Among white women with college degrees, on the other hand, the SurveyMonkey data found support for Clinton by a margin of 28 percent—61 percent Clinton to 33 percent Trump—while the NBC News/WSJ poll put her lead at 21 percentage points. No matter which poll is most accurate, she seems guaranteed to top the largest Democratic advantage ever with these white-collar white women: Al Gore’s eight-point lead in 2000.

Her support among women of color was even more pronounced. In the SurveyMonkey polling, non-white women with college degrees support Clinton by a margin of 58 percent—76 percent vs. 18 percent—and non-white women without a college education support Clinton over Trump at a margin of 68 percent—81 percent vs. 13 percent.

The share of the white population without four-year degrees has been steadily dropping since 1980, when white voters without a college degree made up 65 percent of the electorate. In 2012, according to exit polls, they made up just 36 percent. (Census data puts the non-college-educated white share higher, but also shows it steadily declining, at a rate of about three percentage points every four years.) This bloc, including women, tends to support Trump. But the share of white, college-educated, and minority voters has grown in that same time span. The share of white voters with college degrees increased from 26 percent to 36 percent of the electorate, and the minority share of the electorate has increased from 9 percent to over a quarter of the electorate. Those shares of the population—the growing ones—support Clinton.

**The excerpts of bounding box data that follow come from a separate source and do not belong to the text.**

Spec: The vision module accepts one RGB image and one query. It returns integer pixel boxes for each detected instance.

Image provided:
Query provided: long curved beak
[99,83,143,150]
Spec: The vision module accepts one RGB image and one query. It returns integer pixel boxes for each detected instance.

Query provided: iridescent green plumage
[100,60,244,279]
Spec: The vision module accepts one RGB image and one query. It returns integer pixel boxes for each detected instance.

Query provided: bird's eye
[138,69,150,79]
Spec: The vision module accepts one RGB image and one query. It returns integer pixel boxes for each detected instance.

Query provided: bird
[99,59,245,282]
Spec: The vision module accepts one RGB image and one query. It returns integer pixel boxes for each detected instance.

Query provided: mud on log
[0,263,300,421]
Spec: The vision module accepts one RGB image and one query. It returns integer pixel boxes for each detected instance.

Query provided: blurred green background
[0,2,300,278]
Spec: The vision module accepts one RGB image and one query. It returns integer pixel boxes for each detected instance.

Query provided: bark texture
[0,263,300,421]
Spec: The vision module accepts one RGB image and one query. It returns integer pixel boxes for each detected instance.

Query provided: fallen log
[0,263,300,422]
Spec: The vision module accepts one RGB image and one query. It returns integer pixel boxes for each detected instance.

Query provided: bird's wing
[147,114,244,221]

Still, undecided women may lean in Trump’s favor, because so many of those voters are independent, blue-collar white women. And in addition to Trump’s support from working-class white women, he can also target groups of women whose support for Clinton has softened—including suburban women, independent women, and married women—especially since the most recent FBI controversy, when Director James Comey announced the bureau had more Clinton-related emails to examine (and then announced they found nothing significant). “Obviously her campaign is geared toward restrengthening that support,” Lake said. “His campaign is geared toward accentuating those news doubts.”

Trump’s campaign has deployed his wife, daughter, and daughter-in-law to help win over women who aren’t firmly in Clinton’s camp. As James Hohmann from The Washington Post points out: “These might not be the best surrogates to woo the kinds of college-educated women Trump needs, but they will probably still be more effective than Jeff Sessions, the Alabama senator who was recently deployed to Iowa to headline a ‘Women for Trump’ event.” Plus, they may be effective with married and suburban women.

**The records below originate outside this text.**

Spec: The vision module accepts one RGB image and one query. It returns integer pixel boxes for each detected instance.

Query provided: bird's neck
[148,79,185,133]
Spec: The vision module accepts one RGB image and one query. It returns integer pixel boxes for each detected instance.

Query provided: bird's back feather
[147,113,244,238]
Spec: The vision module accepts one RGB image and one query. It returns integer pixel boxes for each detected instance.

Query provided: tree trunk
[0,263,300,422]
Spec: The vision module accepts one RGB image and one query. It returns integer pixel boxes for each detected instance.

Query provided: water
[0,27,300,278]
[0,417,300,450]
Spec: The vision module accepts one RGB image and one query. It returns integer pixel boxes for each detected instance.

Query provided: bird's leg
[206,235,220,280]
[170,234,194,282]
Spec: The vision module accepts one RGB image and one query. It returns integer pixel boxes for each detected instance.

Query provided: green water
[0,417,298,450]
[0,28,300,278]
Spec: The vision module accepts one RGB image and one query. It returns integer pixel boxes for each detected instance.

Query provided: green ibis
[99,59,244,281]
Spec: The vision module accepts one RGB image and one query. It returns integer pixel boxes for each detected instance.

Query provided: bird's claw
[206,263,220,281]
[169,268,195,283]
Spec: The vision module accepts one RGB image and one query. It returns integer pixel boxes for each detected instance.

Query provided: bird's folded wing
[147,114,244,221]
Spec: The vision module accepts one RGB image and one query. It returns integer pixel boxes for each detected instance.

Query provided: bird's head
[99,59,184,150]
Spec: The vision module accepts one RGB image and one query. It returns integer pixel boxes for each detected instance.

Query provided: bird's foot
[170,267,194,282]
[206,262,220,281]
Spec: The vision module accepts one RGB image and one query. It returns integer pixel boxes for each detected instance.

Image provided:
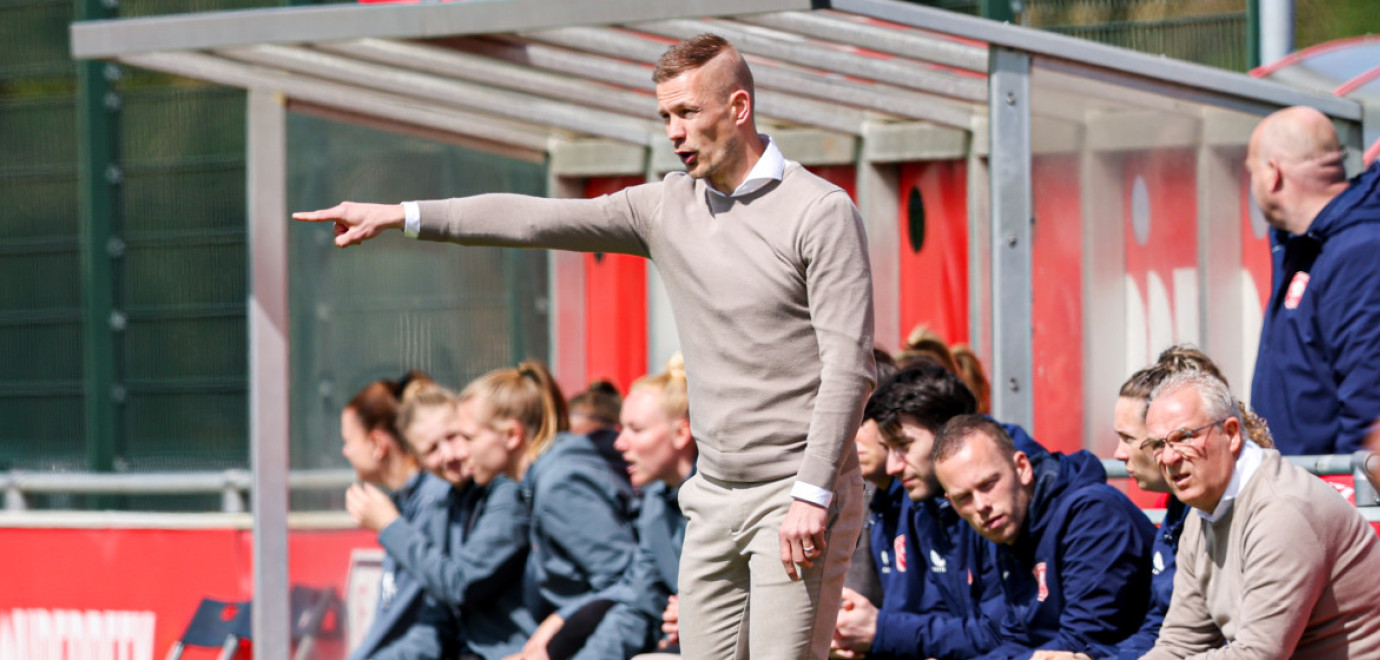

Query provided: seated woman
[341,371,457,660]
[527,355,697,660]
[351,374,535,660]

But it’s going to be hard for them to chip away at Clinton’s hold on minority and white-collar white women, which isn’t solely based on opposition to Trump. Clinton overwhelmingly won the female vote in the primary against Bernie Sanders. In 23 of the 27 states with primary exit-poll voting, Clinton won a majority of women—and by significant margins. On average, she won female voters in each of those 23 states by 26 percent over Sanders, a margin Lake attributed to women’s preference for Clinton’s agenda focused on children and families, for a female candidate, or for a unifying tone.

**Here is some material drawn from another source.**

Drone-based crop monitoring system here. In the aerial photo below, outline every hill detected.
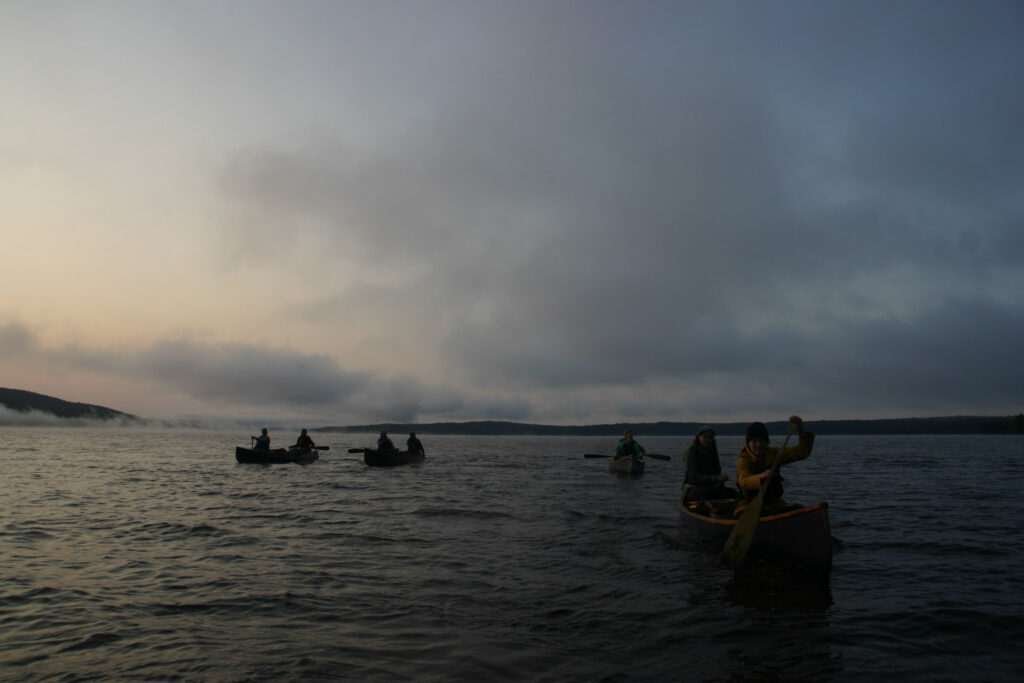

All that is to say that Clinton has a base of female support that’s been there since before she or Trump had won their respective primaries—and before the Access Hollywood tape and sexual assault allegations against Trump surfaced. And while Trump may seek to capitalize on Clinton’s low favorability ratings to convince women to vote GOP, Clinton’s favorability has been significantly higher among women than among men in polls. A Fox News poll in October found that while Clinton’s overall favorability rating was just 44 percent, among women it was 51 percent. Trump’s overall favorability was 41 percent, and just 38 percent among women.

Trump is going to have to fight against a decades-old tendency for women to tilt more toward Democratic presidential candidates than men do, along with a cultural sea change that’s put a magnifying glass on his own posture toward women. As Lake points out, women—who turn out in higher numbers than men—will decide this election either way.